Nesta altura vieram-me à memória, os grandes debates sobre o tema da predominância do macho na perpetuação da espécie, que acaloradamente mantinha aos serões na alfaiataria, com pessoas consideradas cultas na época. Em miúdo, encostado a um canto para não me fazer notado, assistia com enorme prazer a esta troca de opiniões, se bem que, na altura não entendia a maioria do que diziam.
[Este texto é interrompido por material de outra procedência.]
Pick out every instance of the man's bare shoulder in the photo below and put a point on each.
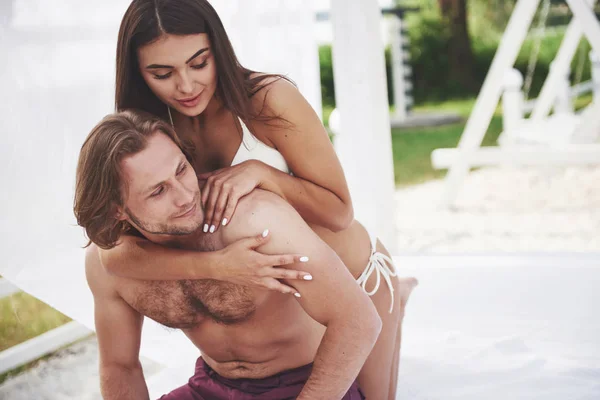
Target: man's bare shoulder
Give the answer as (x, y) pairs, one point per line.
(99, 280)
(258, 211)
- E digo-te mais… Por exemplo: A mulher do rei é a rainha. Rainha porque casou com o rei. Porém, se por falta de filho varão ela for coroada rainha, o marido não é o rei. Recebe uma espécie de título de rei consorte.
- À pois, consorte! Eu queria vê-lo a si, a ter que obedecer toda a vida à minha sogra, sem poder levantar garimpa. Estou mesmo a vê-lo, a andar sempre atrás feito cãozinho, continuamente a repetir, sim senhora, minha rainha, como ordenais. Para ver se dizia com sorte. Ná! Não era o filho do meu pai. Antes sem sorte do que consorte. - Comenta o Manel com o seu eterno ar galhofeiro fazendo uma vénia.
- Ó Tónio, o que é eu faço com este gajo que se diz meu genro?
- Para já, dê-lhe duas castanhas para ver se se cala, pois já me dói a barriga de tanto rir.
- Bem!..O melhor é a gente não lhe ligar. Então como sabes a 4ª Dinastia, é a dinastia Bragantina.
- Bom! Não sei aonde quer chegar, mas segundo a sua convicção, com duas rainhas, essa dinastia não é pura.
- Ora ainda bem que o compreendes, pois é por não ser pura que eu quero dar-te o exemplo da superioridade dos genes masculinos. Mas antes que tudo: A primeira rainha, a D. Maria I, a linhagem da sua raça continua pura, porque ela casa com o seu tio paterno, filho de D. João V, irmão do seu pai, D. José.
- Mas que grande pouca vergonha, tio com sobrinha. Depois admiram-se dos filhos saírem esquisitos. – Interrompe o Manel, com ar dúbio entre o sério e o brincalhão.
- Ó senhor meu genro!
- Dizei senhor meu sogro.
- Cala-te!..
Perante este diálogo entre os dois, foi-me difícil aguentar mais o riso e os olhos vermelhos e chorosos fizeram com que eu tivesse que sair para me recompor. A água-pé também ajudava à festa.